“In an Oriental-themed, tricked-out parlor, Nicholas, his friends and a bevy of prostitutes would party and have sex for days - abusing cocaine, laughing gas and other drugs, as music from such chart-toppers as Led Zeppelin and Phil Collins played.” — from the New York Post
During the Web 1.0 heyday, the founders of Polyverse, the company that had acquired Netmix and then spent our investment money on a half-a-million dollar Randalls Island rave that lost over a quarter of our funding, introduced me to this guy and Kenji Kato, his assistant.
They ended up partying with him well into the night, while I was taking care of Netmix business. They thought Nicholas might invest in the company, as he was keenly interested in youth culture Internet plays, having funded a youth-driven startup in Denver. While Nicholas was in town, they ended up partying at Lotus and a few other spots, taking a break in between to meet with me and some of my staff at the time.
Although I was excited to meet with the billionaire, I was still very cautious and direct, knowing that the Polyverse folks were playing the party game, while I was trying to grow a business. When Nicholas asked me if I was ready to work 24-hours a day, I said I’d work 26, just to see Netmix grow .

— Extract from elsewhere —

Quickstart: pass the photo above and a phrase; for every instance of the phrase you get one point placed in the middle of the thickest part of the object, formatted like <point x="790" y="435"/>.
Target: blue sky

It turned out that Henry Nicholas wasn’t much feeling the partners in Polyverse. Despite his partying ways, he could see through them, as I did while constantly battling with them to do the right thing. Unfortunately, I was stuck with them.
In August of 2000, I caught one of our sales people doing cocaine with a client in a hotel room at the MGM Grand during the DJ Times Expo in Atlantic City. I wanted her fired, but I was told by the Polyverse folks after a series of personnel meetings that “this is the way business is done” in the advertising world. Needless to say, that girl didn’t sell one piece of advertising for the company while taking in a $90K salary in all the time she worked there. Although they didn’t fire her, she was persona non grata in the Netmix offices and I forced them to move her to another location. That memory of her is forever etched in my mind. If that’s how you want to be remembered in this world, more power to you.
If you need to use cocaine to sell a product, then in my eyes, you’re not that much of a sales person. Once you get known as the drug provider, that reflects on everyone in the company, undeservedly tarnishing the reputations of the company’s other employees and forever damaging your organization’s reputation.
The Henry Nicholas Jr. story just goes to show that the crazy days of Web 1.0, where the money to fuel the parties seemed endless, was a time of extraordinary mismanagement, greed and self destruction. Anything goes, but then you had nothing to show for it. Fortunately for me, I never transferred the Netmix domain to Polyverse. They broke the purchase and sale agreement, and I still own the brand that I cultivated.
I, unfortunately, chose the wrong path. I could have opted to go with an angel investor in the Philadelphia area that had backed a successful world music concert series, but we decided that it might be better to work with the Polyverse folks, given their ties to companies like SonicNet, MTV and others. It was probably my biggest mistake and one that taught me a very valuable lesson.
I’m certainly glad that Henry Nicholas decided not to fund us. Seeing his very public downfall reminds me that you can have all the money in the world, but it doesn’t matter if you end up in a $66,000 a month rehab facility, your personal assistant is suing you for being your personal drug courier and all your former employees think you’re ass. The money doesn’t matter when you have no friends.
I always turn to this one quote from a David Halberstam book, “The Breaks of the Game,” which reads: “Fame is a vapor, popularity an accident and money takes wings. The only thing that endures, is character.”
Now that I know what Henry Nicholas Jr. is really all about, he’s just another two-bit hustler like the rest of them. I’ve totally lost the ounce of respect I had for him for achieving so much. If you lose $4 Billion in personal net worth, although you still have $2 Billion, it isn’t all that impressive to me. Henry Nicholas III could have been the next Steve Jobs or Bill Gates, but those guys aren’t in rehab and he is. Pretty pathetic if you ask me. Certainly glad I don’t have to deal with him every day. I’d rather run Netmix as the hobby that it now is, then be around spoiled billionaires who’s self-defeating ego turns the entire world against them.
I know too many people who’s lives have been tarnished by extreme drug use. I’m certainly glad mine is not one of them.